Imaginations are running wild to transform what’s possible in industrial operations. And it’s all thanks to the merging of operational technology (OT) systems with IT systems to create connected, information-driven operations.
Now, securing these converged operations is top of mind for everyone. According to Cisco, nearly one-third of security professionals say their organizations have experienced cyber-attacks on their OT infrastructure.
Industrial security was a hot topic last month at Hannover Messe 2019 in Germany. Along with our Strategic Alliance partner Cisco, we met with several companies to discuss their security challenges and solutions.
Here are three key takeaways from those conversations to help inform your own industrial security strategy.
Close IT/OT Gaps to Achieve Holistic Security
We heard from many attendees who have been told they only need a single security strategy.
The truth is, a lone network, application or other security strategy isn’t enough. You need a comprehensive defense-in-depth strategy. One that uses multiple layers of protection to stop threats.

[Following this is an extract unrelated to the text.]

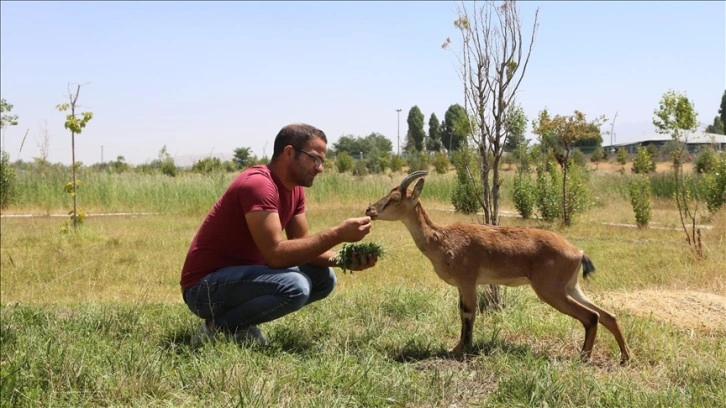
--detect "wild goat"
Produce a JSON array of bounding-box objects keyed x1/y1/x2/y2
[{"x1": 365, "y1": 171, "x2": 631, "y2": 364}]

But remember: You can’t holistically address risks across your people, processes and technologies when your IT and OT organizational structures are siloed. There are cultural, procedural and technical differences that must be addressed.
Consider something like user authorization. Your IT and OT security policies should be integrated, so you can deauthorize users at every level of your company with a single action. If you have separate IT and OT policies, a worker may be deauthorized from the enterprise network but not the plant network. That can leave you vulnerable to an attack by a disgruntled former worker.
Patch management is another example. It’s a fairly minor consideration for IT, because they have standard operating systems throughout the enterprise, and delays for users are minor. But patching should be carefully managed on the plant floor, where different controllers have different operating systems, and even minor downtime can be costly.
We formed our Strategic Alliance with Cisco specifically to help companies conquer IT/OT convergence challenges, including security. Our alliance brings together the industry leaders in automation and IT, making us uniquely qualified to bridge IT/OT technical and cultural gaps to support holistic security.
Nowhere is our combined expertise more visible than in our Converged Plantwide Ethernet (CPwE) design guides. They provide guidance and best practices to help IT and OT teams collaboratively deploy scalable, robust, safe and secure industrial network architectures.
Leverage Security Standards
We continue to hear from companies who are looking to their industry allies to help them stay ahead of changing security threats.
For example, we can help you leverage the latest security standards.
The CIP Security protocol from ODVA uses the most proven security standard available. While only available today in a few select industrial devices, CIP Security helps make sure only authorized industrial devices can exchange information. It also prevents tampering or modification of communications or disclosure of data to help protect your production assets and intellectual property.
The right supplier can also provide you with products that have built-in security that meet accepted security standards.
One example is the Allen-Bradley ControlLogix 5580 controller. It’s the first controller on the market to be certified compliant with IEC 62443-4-2, today’s most robust control system security standard. Our security development lifecycle (SDL) approach has also been certified to meet IEC 62443-4-1. This can give you peace of mind, knowing your products are developed to the internationally recognized standard.
Manage Safety and Security Together
Safety and security risks are inherently linked – yet too often, safety takes a back seat to other security implications like data and productivity loss.
When we discuss this topic with companies, like we did at Hannover Messe, it can be a wake-up call for them.
A security breach that impacts physical assets can have dangerous, real-world consequences – like harming equipment, workers and the environment. To date, there have been several documented instances around the world where security breaches created safety risks.
This is why it’s important to stay current on safety and security standards – like IEC 60508 and IEC 62443 – that are evolving to recognize the relationship between safety and security.
Technologies can also help you ward off potentially dangerous security incidents. For example, anomaly-detection software can identify external threats, human errors and process-integrity issues that threaten safety. And asset-management software can help detect unauthorized asset changes that could impact production and safety.
Our discussions at Hannover Messe reaffirmed two things: Companies are eager to secure their operations, and they want the right partners to help them do it.
We can help you address any of your security needs. Our industrial security solutions and services can help protect your people, processes and intellectual property. And our connected services can help you plan, implement and optimize secure connected operations.